Sepultura @ Sesc Pompeia – São Paulo/SP (14/12/2018)

O Sesc Pompeia, no final de 2018, recebeu nada mais menos que duas apresentações de uma das maiores bandas do metal nacional de todos os tempos, estou falando do SEPULTURA. Ingressos esgotados nos dois dias e com a divulgação do mais recente álbum “Machine Messiah” lançado em 2017, o 14º disco de estúdio da banda, tivemos a honra em presenciar o segundo show, dia 14, porém, foi uma apresentação diferente, pelo simples motivo da banda realizar um setlist diferenciado, mais especificamente, um setlist de ordem cronológica com base em todos os seus álbuns de estúdio lançados. Foram desde o EP de estreia “Bestial Devastation” (1985) ao “Machine Messiah” (2017) executando ao menos uma faixa de cada álbum. Que ótima maneira do SEPULTURA realizar seu último show do ano.

Chegando na comedoria do Sesc Pompeia, de cara, notava-se uma grande bandeira da banda que ocupava praticamente todo o fundo do palco. Com o local bem cheio, é tocado nas caixas de som o clássico do rock nacional “Polícia” dos Titãs e logo, aos gritos de “Sepultura, Sepultura…”, é tocado a intro “The Curse” do EP “Bestial Devastation” (1985), primeiro lançamento da banda, enquanto isso, cada integrante sobe ao palco, tomam seus lugares e dão início justamente com a faixa “Bestial Devastation”.

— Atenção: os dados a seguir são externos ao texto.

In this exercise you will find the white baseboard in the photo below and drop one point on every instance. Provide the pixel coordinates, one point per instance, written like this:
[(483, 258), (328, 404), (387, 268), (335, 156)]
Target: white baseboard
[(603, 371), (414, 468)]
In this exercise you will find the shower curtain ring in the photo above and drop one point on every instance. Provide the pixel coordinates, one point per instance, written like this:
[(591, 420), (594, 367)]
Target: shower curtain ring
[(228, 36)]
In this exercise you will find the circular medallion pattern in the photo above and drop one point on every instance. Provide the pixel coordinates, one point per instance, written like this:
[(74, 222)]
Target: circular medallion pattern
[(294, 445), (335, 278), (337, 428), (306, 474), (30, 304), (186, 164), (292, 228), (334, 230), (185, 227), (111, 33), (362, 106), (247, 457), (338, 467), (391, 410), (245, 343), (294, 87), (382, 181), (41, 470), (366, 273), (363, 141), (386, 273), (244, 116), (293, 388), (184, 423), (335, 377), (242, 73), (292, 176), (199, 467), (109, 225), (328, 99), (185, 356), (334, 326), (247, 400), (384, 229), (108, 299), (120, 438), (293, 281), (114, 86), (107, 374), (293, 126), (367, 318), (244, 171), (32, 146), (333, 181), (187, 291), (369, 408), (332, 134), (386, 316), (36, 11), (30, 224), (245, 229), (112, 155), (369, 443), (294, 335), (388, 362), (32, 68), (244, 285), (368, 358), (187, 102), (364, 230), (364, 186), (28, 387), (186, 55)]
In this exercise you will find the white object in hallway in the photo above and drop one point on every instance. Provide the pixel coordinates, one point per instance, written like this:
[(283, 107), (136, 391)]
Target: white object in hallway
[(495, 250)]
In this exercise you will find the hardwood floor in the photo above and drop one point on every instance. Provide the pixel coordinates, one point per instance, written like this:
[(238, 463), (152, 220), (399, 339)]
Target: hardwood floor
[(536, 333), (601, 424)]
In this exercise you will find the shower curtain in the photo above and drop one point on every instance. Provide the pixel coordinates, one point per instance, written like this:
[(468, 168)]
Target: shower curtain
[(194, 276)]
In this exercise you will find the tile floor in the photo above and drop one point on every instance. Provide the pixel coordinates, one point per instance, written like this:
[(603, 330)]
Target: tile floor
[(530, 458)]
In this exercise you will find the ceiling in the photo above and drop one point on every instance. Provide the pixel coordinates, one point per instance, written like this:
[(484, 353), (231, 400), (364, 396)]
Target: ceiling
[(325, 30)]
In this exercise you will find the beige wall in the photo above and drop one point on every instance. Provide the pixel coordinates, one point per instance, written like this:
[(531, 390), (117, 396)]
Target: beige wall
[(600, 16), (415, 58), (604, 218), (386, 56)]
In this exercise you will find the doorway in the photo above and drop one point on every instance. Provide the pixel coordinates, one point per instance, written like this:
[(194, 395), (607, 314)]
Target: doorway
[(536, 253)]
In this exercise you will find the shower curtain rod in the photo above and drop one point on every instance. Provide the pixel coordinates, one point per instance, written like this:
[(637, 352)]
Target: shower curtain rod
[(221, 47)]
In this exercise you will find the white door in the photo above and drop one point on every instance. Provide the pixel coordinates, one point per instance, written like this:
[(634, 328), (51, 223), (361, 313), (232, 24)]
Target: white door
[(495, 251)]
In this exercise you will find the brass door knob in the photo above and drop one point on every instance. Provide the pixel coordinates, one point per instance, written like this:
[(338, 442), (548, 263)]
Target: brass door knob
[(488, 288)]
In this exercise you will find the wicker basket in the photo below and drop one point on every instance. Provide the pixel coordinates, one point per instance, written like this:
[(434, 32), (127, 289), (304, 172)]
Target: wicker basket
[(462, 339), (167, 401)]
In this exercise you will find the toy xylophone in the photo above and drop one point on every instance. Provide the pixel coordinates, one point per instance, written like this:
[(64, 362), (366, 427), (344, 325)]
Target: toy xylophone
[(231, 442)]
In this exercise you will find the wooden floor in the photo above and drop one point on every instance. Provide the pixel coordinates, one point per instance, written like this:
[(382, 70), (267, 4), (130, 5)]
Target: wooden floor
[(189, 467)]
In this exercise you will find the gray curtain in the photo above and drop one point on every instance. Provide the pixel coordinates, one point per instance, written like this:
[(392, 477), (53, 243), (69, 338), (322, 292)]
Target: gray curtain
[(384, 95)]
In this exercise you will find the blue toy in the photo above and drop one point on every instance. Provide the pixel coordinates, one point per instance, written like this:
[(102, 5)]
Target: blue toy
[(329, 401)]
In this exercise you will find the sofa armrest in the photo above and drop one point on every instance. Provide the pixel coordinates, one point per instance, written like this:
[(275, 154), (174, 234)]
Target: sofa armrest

Indo para o ano seguinte, 1986, no “Morbid Visions”, veio a clássica do metal nacional “Troops of Doom” e na sequência, “Escape to the Void” do “Schizophrenia” (1987). “Beneath the Remains” foi a próxima, possuindo uma intro suave e tranquila sendo executado de fundo, para em seguida, o quarteto mandar aquela brutalidade sonora prazerosa em nossos tímpanos.

Mudando de década, fomos agora para 1991, onde o clássico “Arise” foi lançado e a faixa escolhida para executarem foi “Dead Embryonic Cells” e como falamos de clássico, o próximo lançamento da banda foi “Chaos A.D.” (1993), um dos discos mais consagrados da carreira do SEPULTURA e mandaram a segunda faixa do álbum, a excelente “Territory”, com destaque para o grande Eloy fritando em sua introdução. Foi a hora de executarem uma faixa do espetacular “Roots” de 1996, veio “Attitude”, onde a porradaria comeu à solta.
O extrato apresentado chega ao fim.